Only recently the cryptocurrency market was flying high with fresh all-time highs across the board. But true to its volatile nature, the market came dipping back down, sending prices south.
Many believe that the digital assets market moves in four-year cycles. So, what caused this latest price depression and are we coming to the end of this cycle’s bull run? Let’s take a look.
What’s going on with cryptocurrency prices?
It was only recently that major players like Bitcoin (BTC) and Ethereum (ETH) were hitting record highs.
Unfortunately, with the cryptocurrency markets, you will often see two steps forward and then one step (or more) back.
Over the last seven days, we’ve witnessed Bitcoin’s price crash down from around $66,000 (£49,000) at the beginning of last week to roughly $58,000 (£43,000) at the time of writing. This is equal to a 12% shedding of value.
As has happened in the past, where BTC goes, the rest of the market usually follows. And so the pain was felt across the board as some of the smaller digital currencies took much bigger hits to their valuations.
Why did cryptocurrency prices drop?
It’s always difficult to pinpoint the exact reason for a market correction because there are usually so many factors at play. But here are some of the potential catalysts that led to a big sell-off:
- The US has passed a new infrastructure bill that does not treat cryptocurrency favourably for tax purposes.
- There are fears that court cases around the Mt. Gox settlement and the rights to Satoshi Nakamoto’s 1.1 million BTC wallet could flood the market with selling pressure.
- Twitter has squashed rumours that it had plans to buy Bitcoin (or any other cryptocurrency).

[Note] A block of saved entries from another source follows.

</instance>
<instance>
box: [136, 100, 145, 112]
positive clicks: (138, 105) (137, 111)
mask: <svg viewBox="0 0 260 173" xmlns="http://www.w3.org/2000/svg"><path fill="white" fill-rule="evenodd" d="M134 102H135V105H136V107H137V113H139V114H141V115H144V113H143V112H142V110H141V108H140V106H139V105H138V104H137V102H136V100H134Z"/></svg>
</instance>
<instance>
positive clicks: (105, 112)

- Investors are wary that there’s lots of market froth with meme coins and NFTs booming in value.
What’s next for this cryptocurrency cycle?
Some ‘experts’ out there believe that this current bull run will come to an abrupt end towards the end of the year (similar to 2017). Others have the opinion we’re in a ‘super cycle’ that will continue into the new year.

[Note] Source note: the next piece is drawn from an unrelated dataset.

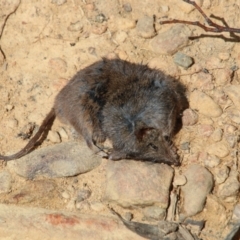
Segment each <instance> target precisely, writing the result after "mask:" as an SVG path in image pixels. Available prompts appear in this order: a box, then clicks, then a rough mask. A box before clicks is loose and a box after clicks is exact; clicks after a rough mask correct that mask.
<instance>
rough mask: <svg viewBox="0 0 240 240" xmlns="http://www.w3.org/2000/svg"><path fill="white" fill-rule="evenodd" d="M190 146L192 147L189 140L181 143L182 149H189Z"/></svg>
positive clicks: (181, 148)
mask: <svg viewBox="0 0 240 240" xmlns="http://www.w3.org/2000/svg"><path fill="white" fill-rule="evenodd" d="M189 148H190V143H189V142H184V143H181V145H180V149H181V150H189Z"/></svg>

The truth is that no one has a clue. Even the most ardent crypto enthusiasts will openly admit that speculation plays a big role in any investment. Technology in the space is advancing at a fast pace and there’s some really interesting progress in areas like DeFi (decentralised finance). But progress takes time and changes don’t take place overnight.
So even if the tech becomes successful, it may be a while before it grows roots. And no one knows which tokens will be left standing by the time cryptocurrency has a more practical use case.
Are there less volatile ways to invest?
If you’re dead set on getting exposure to this world, it’s worth considering a stock within the space such as Coinbase (COIN). By investing in cryptocurrency infrastructure rather than specific tokens, you could stand a better chance of coming out on top.
What’s even better is that when you invest and buy shares, you can also use a stocks and shares ISA. This can protect your gains from tax and make things much simpler than if you were trading digital tokens on a regular basis.
All investing carries some risk, but if you’re new to the markets, it can be dangerous to head straight towards the most volatile and risky investments. So always invest with caution and understand that you may get out less than you put in.
Investing in Cryptocurrency is extremely high risk and complex. The Motley Fool has provided this article for the sole purpose of education and not to help you decide whether or not to invest in Cryptocurrency. Should you decide to invest in Cryptocurrency or in any other investment, you should always obtain appropriate financial advice and only invest what you can afford to lose.